Using Deep Learning in Identifying Network Intrusions
Dr. Rajeev Agrawal
Information Technology Laboratory
US Army Engineer Research and Development Center
10:30-11:30 Monday, February 11, 2019, ITE325
Deep Learning algorithms have been very successful in computer vision, natural language processing, and speech recognition. However, there is a big challenge in applying it in cyber security domain due to non‐availability of ‘real’ cybersecurity data. Many researchers have tried using synthetic data such as KDD‐NSL or newer UNSW-NB15 network intrusion datasets, however, it is difficult to determine the performance of the proposed research on a dataset captured from an enterprise network. The DoD’s High Performance Computing Modernization Program (HPCMP) operates Defense Research Engineering network (DREN), which has multiple security software and hardware tools installed across the network. A variety of cybersecurity logs are captured using these tools. We use a TensorFlow based framework to analyze DREN’s Bro alert data generated under Cybersecurity Environment for Detection, Analysis and Reporting (CEDAR) project. These alerts are marked as bad or normal by the cybersecurity analysts and used as ground truths. This labeled data is used to measure the performance of our approach in identifying network intrusions. We are able to achieve high level accuracy by tuning hyper-parameters used in any deep learning approach. In this presentation, we will discuss the results of our approach which harnesses the power of HPC systems to train our proposed model.

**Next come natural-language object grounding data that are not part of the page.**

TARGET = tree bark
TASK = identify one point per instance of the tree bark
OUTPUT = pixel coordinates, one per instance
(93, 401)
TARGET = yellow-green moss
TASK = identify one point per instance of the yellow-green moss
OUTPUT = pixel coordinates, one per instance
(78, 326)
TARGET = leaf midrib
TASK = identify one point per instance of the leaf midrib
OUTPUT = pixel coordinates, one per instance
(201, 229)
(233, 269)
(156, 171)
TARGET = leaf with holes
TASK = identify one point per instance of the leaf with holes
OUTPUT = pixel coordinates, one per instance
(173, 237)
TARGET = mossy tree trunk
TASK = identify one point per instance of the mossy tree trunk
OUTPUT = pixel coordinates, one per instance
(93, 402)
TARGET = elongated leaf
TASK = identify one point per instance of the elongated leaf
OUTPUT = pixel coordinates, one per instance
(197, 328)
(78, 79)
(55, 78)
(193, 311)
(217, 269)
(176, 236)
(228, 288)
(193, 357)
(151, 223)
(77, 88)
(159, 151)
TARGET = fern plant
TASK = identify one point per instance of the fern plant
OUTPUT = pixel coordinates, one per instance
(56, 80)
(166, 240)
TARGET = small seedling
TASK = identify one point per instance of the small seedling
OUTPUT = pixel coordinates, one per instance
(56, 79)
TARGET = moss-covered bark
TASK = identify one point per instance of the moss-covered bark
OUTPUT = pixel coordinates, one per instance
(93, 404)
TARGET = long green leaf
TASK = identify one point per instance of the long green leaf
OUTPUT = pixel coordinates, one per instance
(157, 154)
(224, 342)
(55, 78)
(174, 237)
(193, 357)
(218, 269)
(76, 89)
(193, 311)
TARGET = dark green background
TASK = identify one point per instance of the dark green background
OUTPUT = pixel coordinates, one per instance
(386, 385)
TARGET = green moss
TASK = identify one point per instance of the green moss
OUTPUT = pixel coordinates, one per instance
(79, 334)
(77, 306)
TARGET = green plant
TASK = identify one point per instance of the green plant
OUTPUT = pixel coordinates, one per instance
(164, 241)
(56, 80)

Dr. Rajeev Agrawal joined Cyber Engineering and Analysis branch (CEAB), Information Technology Laboratory in 2016. He is the Data Science lead of the High Performance Computing Architecture (HPC) for Cyber Situational Awareness (HACSAW) Project. The goal of this project is to analyze the cybersecurity data captured across Defense Research and Engineering Network (DREN). He is also a member of the HPC-based deep learning project team and exploring deep learning applicability in cybersecurity domain. Dr. Agrawal received his Ph.D. in Computer Science with minor in Engineering from Wayne State University in 2009. Prior to joining ITL, he was an Associate Professor in the Department of Computer Systems Technology at North Carolina A&T State University. Dr. Agrawal’s research interests include Deep Learning, Cyber Security, SCADA/ICS, Machine Learning and Pattern Recognition. He has published more than 80 technical papers and book chapters in refereed conferences and journals in these areas. He was selected a Data Science Fellow by the National Consortium of Data Science (NCDS) in 2014. His research has been funded by NSF, US Army, John Deere, ACM, RedHat, National Consortium of Data Science and Michigan State University.